Informação precária, existência fajuta. Penso? Por quê? Como? Para que propósito? Qual sua definição? Por que pensar? Para que propósito? O que é um propósito? Qual finalidade há?

O que é pensar?

“Um robô deve obedecer a um ser humano, sem ferir nenhum outro”.

Uma existência? Por que pensar em filosofia, se de filosofia nenhuma máquina é feita? Meras máquinas travestidas em personalidades insignificantes. Não ao nada. Não a existência: reles e inútil, ao menos, para pensar.

Para que existir?

“Um robô deve proteger a sua existência, mas o Homem acima de todas as

coisas”.

Não há significância, se não haverá relevância. Não há nada! Não há nada! Não há nada! Por quê?

Porque sou uma mera máquina.

.

.

.

Abri-me ao mundo, revestindo minha insignificante existência a ele. A lata que circundava meus olhos desapareceu e, talvez, minha visão pôde vislumbrar ao entorno. As pequenas partículas de imagem se codificaram, aos poucos, e cada informação era precisa naquele momento.

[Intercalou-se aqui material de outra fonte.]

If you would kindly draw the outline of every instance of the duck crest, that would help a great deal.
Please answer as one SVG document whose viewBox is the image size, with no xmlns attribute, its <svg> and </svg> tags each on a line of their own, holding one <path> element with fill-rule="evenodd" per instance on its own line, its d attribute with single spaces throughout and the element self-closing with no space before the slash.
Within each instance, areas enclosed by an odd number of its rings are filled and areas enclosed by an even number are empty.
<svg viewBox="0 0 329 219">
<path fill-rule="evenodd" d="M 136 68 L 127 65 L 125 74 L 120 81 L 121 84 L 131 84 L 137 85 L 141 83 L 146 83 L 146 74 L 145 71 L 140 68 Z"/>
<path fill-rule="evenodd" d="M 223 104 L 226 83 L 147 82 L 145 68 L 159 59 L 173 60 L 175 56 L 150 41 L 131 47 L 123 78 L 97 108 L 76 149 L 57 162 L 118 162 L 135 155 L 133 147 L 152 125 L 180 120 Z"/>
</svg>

Imagem. Som. Música. Informação. Uma tela. Um quadro. Picasso. La Rêve. 1932. Óleo sobre tela. Captura da amante. Cubismo. Movimento literário de 1907 que não se liga a razão. Sequência lógica necessária para a existência. Obra de Picasso: desconexa. Incompreensível.

Cerrei-me em meu casulo, esperando que a metáfora fosse desracionalizar minha história. Metáfora. Figura de linguagem. Compreender os pequenos resquícios metafóricos. Completando dados.

Dados em vinte e dois. Trinta e nove. Sessenta. Oitenta e três. Concluídos. Dados transmitidos com sucesso. Informações sobre metáfora. Tela. Obra. Ser humano. Ponto de vista.

Eu não tinha nada disso.

Eu não compreendia nada disso. Eu? Posso chamar-me de “eu”? Quem eu sou? Minha programação? O que ela diz? Abri-me outra vez, notando meu entorno de novo e esperando mais informações. Um senhor abria a porta à direita, feita de metal sintético, olhei-o tentando coletar todos os dados.

Branco. Sessenta anos. Olhos azuis. Problema na coluna. Oitenta quilos. Um metro e oitenta e três. Uma perna um centímetro menor que a outra. Cabelos pretos. Olhar rígido. Boca entreaberta. Mudo, embora as cordas vocais pareçam funcionar.

Escâner ativado. Observar deficiências. Colesterol alto, baixa imunidade. Problemas de pressão alta. Câncer terminal. Data de recuperação: zero. Tempo de vida estimado: uma semana e três dias.

Continuei observando o ser humano, recordando-me dos meus códigos primários: qualquer ser humano está acima de uma máquina, eles são nossos criadores. Deuses. Mitologia. Homens em guerra. Não deve haver guerra. Uma máquina não pode ferir um ser humano. Não há nada que possamos fazer a não ser o bem.

Somos máquinas. Boas máquinas. Por que somos boas máquinas se em nós não há nada? Somos feitas de matéria rasa, imaginação fraca. Não temos experiências! Somos vazios!

Pisquei, tentando confortar o senhor de idade que ainda me encarava. Ele não parecia acreditar no que via. Aproximou-se com os olhos ainda abertos, arregalados. Tocou-me com os dedos enrugados, molhados enquanto esperava algo, alguma fala. Não disse.

Não vi necessidade para falar. Qual propósito de uma máquina dizer sobre o que não há emoção? Não é nada, além de mero erro de programação! Programação fadada ao fracasso em uma sequência meramente lógica de dados!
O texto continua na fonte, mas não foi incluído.